Since corneal epithelial cells are suggested to be the origin of TGFBIp resulting in corneal deposits of GCDs in previous studies, limbal cell transplantation can be used. However, concerning the rejection of the transplanted limbal cells, it is not yet practically used [66–69]. Another possible treatment method reported for the removal of corneal deposits is corneal electrolysis. In a study done by Mashima et al. [70], corneal electrolysis was applied to two homozygous eyes that recurred following keratoplasty, where it recurred with fine granular deposits after three years. Long-term clinical outcome is not yet studied.
Future Perspectives
Further studies are needed to evaluate long-term clinical outcomes of different treatment modalities. Also, different management approaches other than surgical or interventional methods can also be considered for treatment of GCD2. For instance, studies have found that lithium chloride decreases TGFBI protein production [71] and combined treatment of melatonin and rapamycin inhibits TGF-BI protein expression while increasing degradation of the molecule [17,72,73]. In addition to pharmacological agents, gene therapy such as small interfering RNA (siRNA), short hairpin siRNA may be used to silence mutant TGFBI expression [74,75]. Genome editing technique such as CRISPR/Cas9 may be used to target genes site specifically. However, one of the problems of using gene therapy technique is the unwanted off-target effects, which may affect or silence the opposite normal allele or other genes [31,76]. Developing safe delivery methods free from unwanted off-target effects would be essential for specifically targeted gene therapy for GCD2.
Conclusion
GCD2 is a stromal corneal dystrophy inherited by an autosomal dominant manner. The dystrophy is characterized by well-circumscribed granular opacities, deep linear lesions and diffuse corneal haze resulting in decrease in visual acuity. Circumscribed superficial granular opacities may sometimes become punched-out lesions causing pain due to corneal erosions. Severity and pace of progression vary depending on the genotype, homozygotes being the most severe. Current managements include conservative treatment such as artificial tears and therapeutic contacts lenses for corneal erosions, and surgical interventions depending on the depth of the stromal deposits: PTK for anterior opacities and keratoplasty (DALK) for deeply located deposits. Further studies can be considered to develop different treatment modalities such as pharmacological agents or genetic therapy, providing wider range of options for GCD2 patients’ life-long management.
Acknowledgements
None.
Notes
Conflicts of Interest: Eung Kweon Kim is a member of the medical advisory board of Avellino Lab USA Inc (Menlo Park, CA, USA). However, he was not involved in the peer reviewer selection, evaluation, or decision process of this article. No other potential conflicts of interest relevant to this article were reported.

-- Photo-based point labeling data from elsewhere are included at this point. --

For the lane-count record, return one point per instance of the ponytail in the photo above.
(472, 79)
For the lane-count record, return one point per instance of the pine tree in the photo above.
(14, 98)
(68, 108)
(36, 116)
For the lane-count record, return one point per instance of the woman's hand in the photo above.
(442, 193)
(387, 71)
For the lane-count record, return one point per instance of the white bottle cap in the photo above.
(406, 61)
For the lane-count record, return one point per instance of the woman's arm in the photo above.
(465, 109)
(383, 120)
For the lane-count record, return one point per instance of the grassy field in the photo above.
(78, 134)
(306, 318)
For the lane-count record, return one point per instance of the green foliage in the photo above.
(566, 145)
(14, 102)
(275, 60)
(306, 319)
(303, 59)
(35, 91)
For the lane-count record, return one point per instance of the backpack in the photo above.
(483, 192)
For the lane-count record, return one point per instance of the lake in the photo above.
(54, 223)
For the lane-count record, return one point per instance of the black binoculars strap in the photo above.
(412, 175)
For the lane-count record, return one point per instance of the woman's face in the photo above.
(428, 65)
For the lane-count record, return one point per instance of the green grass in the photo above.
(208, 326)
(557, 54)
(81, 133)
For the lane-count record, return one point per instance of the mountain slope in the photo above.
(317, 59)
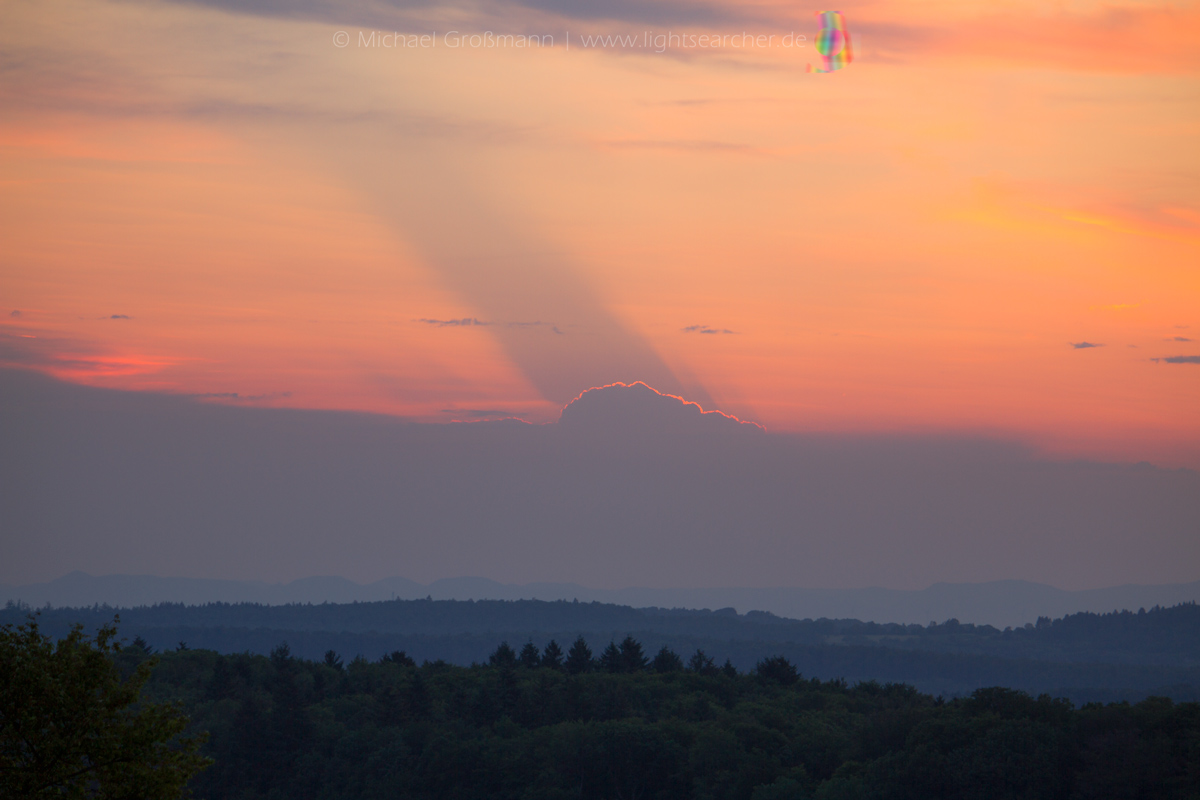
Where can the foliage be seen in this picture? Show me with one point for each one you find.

Funding: This work was supported by the Basic Science Research Program (No. NRF-2021R1I1A1A01047951) of the National Research Foundation (NRF) funded by the Minsitry of Science and ICT of Korea and the Korean Fund for Regenerative Medicine (KFRM) grant (No. KFRM 22C0615L1) funded by the Ministry of Health and Welfare of Korea. The funding organization had no role in the design or conduct of this study.